Erinnerungscharakter ist allerdings kein Attribut, das zuletzt sonderlich viele ihrer Songs auszeichnete, was vielleicht erklärt, warum sich sogar die L.A. Times zu der Behauptung vorwagt, Murphys alter Moloko-Partner und Ex-Freund Mark Brydon hätte ihr viertes Soloalbum "Take Me Up To Monto" koproduziert. Reines Wunschdenken, natürlich. Mit dem Briten Eddie Stevens hat die Irin längst ihren neuen Studiopartner gefunden, der zwar auch schon bei Moloko zur Liveband gehörte, ihren Drang nach stilistischer Veränderung im Songwriting aber erst seit 2015 tatkräftig unterstützt. Irish Blood, English Heart - ein schlagkräftiges Doppel.
Als wolle sie die acht Jahre Pause zwischen "Overpowered" und "Hairless Toys" schnellstens aufholen, folgt nur ein Jahr später nun "Take Her Up To Monto" und führt den eingeschlagenen Weg konsequent fort: Kühle Electronica bildet das Fundament für neun irrgartenartig angelegte Song-Gebilde, in deren Innerstes vorzudringen zunächst nur Bauleiterin Murphy vorbehalten zu sein scheint. Dass sie auf dem Cover mit Schutzhelm abgebildet ist, muss einen nicht mehr ängstigen: Ihre pluckernden Ungetüme sind jetzt einsturzsicher.

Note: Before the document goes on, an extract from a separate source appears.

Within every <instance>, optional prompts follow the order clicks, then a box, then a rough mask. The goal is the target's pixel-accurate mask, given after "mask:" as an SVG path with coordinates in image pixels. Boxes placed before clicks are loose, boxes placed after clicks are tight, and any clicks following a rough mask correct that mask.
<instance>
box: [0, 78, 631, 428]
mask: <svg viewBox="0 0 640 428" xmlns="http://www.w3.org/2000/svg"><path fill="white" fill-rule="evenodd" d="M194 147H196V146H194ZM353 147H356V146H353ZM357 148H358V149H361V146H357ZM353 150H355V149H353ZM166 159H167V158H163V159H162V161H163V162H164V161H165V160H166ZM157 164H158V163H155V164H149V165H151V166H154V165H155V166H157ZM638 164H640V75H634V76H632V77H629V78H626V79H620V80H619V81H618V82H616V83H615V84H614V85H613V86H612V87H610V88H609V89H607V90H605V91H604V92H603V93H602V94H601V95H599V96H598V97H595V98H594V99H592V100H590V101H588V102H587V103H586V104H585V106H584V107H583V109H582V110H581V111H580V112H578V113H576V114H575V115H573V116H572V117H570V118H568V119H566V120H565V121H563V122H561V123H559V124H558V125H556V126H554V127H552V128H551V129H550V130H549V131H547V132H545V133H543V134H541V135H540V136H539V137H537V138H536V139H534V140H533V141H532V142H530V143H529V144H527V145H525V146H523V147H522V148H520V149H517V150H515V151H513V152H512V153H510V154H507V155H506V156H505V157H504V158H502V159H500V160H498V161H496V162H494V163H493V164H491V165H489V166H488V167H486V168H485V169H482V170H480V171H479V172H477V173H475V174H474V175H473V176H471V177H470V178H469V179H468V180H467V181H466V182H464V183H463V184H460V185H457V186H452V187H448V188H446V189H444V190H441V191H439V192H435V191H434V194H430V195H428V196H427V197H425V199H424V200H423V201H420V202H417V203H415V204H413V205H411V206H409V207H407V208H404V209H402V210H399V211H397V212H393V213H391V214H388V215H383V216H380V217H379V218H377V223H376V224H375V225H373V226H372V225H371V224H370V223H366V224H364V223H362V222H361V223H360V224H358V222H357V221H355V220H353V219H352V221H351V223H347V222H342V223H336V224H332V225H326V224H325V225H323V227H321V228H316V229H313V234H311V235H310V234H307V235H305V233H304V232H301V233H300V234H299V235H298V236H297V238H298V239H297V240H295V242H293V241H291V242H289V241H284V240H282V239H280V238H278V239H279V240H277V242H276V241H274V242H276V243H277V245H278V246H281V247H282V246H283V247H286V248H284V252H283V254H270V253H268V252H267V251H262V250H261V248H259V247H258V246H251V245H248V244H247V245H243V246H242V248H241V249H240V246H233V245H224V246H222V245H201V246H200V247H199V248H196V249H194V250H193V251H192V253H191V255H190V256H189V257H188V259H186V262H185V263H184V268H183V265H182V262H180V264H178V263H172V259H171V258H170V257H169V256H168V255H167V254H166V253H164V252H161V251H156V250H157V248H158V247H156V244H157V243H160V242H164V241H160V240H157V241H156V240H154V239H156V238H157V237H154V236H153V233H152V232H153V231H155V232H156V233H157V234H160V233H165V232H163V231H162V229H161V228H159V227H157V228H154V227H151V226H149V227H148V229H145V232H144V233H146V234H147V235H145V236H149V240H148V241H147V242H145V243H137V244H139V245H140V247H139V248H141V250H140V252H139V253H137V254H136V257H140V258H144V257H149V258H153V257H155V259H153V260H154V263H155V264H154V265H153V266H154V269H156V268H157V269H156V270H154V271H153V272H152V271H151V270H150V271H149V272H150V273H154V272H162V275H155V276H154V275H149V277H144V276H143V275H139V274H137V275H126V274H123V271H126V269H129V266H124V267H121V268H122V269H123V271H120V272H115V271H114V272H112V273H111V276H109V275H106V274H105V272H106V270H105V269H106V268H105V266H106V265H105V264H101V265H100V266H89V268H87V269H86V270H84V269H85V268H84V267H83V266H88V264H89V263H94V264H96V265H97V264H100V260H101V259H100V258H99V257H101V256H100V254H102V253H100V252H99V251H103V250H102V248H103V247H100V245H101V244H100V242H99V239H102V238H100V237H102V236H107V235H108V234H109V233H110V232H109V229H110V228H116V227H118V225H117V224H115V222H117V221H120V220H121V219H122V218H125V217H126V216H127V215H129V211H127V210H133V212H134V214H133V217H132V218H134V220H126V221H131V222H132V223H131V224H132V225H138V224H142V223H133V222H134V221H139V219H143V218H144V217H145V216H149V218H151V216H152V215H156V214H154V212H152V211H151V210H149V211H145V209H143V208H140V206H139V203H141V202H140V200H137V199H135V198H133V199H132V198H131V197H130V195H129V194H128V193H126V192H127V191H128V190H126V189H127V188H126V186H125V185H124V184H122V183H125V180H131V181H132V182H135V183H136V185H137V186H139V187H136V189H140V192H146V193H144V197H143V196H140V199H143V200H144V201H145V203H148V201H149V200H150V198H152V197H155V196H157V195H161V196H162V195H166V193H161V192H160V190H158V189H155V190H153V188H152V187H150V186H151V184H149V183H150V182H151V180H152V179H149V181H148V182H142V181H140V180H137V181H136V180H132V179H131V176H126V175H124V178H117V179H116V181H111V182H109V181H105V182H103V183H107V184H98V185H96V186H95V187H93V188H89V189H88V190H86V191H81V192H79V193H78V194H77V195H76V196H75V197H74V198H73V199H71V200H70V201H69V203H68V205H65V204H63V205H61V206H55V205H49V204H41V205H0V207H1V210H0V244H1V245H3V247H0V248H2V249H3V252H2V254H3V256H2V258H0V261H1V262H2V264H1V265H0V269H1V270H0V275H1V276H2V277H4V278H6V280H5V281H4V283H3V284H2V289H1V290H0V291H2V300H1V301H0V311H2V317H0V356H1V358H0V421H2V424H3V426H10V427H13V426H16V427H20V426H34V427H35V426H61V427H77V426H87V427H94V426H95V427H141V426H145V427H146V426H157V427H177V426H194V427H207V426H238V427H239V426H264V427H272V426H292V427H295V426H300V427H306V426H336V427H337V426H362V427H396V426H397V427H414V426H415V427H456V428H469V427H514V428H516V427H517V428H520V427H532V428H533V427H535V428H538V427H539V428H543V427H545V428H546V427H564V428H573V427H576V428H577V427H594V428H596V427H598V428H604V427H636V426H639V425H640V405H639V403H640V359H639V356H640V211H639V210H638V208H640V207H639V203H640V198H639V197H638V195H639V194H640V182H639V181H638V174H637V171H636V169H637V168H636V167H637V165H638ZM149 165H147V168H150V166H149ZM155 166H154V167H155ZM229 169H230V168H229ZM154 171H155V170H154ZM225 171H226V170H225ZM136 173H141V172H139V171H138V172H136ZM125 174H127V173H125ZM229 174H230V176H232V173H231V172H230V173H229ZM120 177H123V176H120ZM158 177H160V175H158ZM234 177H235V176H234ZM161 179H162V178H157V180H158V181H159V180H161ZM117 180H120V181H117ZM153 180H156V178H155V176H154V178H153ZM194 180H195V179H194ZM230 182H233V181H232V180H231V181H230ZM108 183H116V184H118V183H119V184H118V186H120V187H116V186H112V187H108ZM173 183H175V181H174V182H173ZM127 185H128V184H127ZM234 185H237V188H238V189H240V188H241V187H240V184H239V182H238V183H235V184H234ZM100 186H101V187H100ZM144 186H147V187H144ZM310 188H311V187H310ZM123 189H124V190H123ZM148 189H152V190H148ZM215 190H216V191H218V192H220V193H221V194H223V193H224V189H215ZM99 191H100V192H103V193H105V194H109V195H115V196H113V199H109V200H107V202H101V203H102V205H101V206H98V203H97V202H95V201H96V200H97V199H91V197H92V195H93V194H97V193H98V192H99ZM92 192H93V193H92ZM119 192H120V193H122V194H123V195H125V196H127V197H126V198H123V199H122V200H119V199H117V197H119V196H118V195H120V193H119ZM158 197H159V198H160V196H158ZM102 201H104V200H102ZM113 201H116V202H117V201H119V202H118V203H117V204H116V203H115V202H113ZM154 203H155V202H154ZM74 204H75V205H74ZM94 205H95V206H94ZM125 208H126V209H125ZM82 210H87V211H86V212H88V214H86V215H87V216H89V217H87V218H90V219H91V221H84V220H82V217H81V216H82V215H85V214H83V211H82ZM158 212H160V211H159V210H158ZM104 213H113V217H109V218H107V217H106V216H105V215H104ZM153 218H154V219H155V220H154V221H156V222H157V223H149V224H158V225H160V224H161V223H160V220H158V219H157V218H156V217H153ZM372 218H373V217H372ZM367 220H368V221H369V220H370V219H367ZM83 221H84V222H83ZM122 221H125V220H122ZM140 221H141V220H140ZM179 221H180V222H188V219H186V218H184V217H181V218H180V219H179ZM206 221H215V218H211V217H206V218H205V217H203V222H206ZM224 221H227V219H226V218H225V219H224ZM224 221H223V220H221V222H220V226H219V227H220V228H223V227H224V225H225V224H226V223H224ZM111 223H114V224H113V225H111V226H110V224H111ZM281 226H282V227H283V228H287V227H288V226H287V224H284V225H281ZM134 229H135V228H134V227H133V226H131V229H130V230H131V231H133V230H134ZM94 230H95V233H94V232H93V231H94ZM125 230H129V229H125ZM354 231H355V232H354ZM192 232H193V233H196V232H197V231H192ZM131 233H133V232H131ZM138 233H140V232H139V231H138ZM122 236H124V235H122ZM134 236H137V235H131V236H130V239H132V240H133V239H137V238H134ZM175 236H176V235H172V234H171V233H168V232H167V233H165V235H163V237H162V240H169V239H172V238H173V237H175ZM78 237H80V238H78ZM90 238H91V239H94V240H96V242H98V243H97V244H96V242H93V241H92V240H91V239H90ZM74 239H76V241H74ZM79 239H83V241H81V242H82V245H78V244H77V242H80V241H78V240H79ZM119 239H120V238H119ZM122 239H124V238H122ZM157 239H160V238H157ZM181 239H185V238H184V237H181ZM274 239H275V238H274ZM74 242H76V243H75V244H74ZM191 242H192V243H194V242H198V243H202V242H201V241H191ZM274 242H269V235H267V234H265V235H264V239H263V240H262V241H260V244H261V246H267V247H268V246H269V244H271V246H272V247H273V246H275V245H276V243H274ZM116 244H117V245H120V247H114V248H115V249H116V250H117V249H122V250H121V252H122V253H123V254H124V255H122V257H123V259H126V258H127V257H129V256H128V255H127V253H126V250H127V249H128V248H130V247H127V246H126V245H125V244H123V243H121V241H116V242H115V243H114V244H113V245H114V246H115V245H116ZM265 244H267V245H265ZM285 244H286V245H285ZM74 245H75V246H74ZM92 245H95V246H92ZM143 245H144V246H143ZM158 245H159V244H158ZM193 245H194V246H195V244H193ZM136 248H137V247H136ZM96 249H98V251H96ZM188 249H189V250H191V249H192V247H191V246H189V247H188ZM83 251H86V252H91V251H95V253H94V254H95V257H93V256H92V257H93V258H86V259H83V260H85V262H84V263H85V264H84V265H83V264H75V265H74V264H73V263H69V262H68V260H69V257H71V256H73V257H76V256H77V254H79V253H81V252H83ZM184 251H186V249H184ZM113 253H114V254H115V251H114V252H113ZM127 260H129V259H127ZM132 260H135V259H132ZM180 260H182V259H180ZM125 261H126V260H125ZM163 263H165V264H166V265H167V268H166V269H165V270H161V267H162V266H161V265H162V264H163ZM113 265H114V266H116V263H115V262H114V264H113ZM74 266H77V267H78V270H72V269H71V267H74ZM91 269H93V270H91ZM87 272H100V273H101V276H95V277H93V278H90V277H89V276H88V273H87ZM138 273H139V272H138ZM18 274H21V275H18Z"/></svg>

Im Vergleich zu "Hairless Toys" setzt "Take Her Up To Monto" zum Glück nicht auf eine oftmals zu ausufernde Track-Ästhetik, die einem vorkam, als würde man ausschließlich Extended Versions vorgesetzt bekommen. Geht ein Song wie die stilvolle Moroder-Verbeugung "Mastermind" mal sechseinhalb Minuten, dann folgt das alles einer stringenten Idee. Im Opener spielt Roisin Murphy (mehr noch als auf der ähnlich strukturierten Single "Ten Miles High") alle Facetten ihres Könnens aus, führt zwei scheinbar komplett verschiedene Songs auf einem House-Beat zusammen, kombiniert Sprechgesang mit ihrer nach wie vor bezaubernden Stimme und erschafft einen Instant-Classic-Ausrutscher ihres eigentlich neuen Stils Intelligent Jazz Disco. Jede Sekunde ist durchdacht. Beeindruckend.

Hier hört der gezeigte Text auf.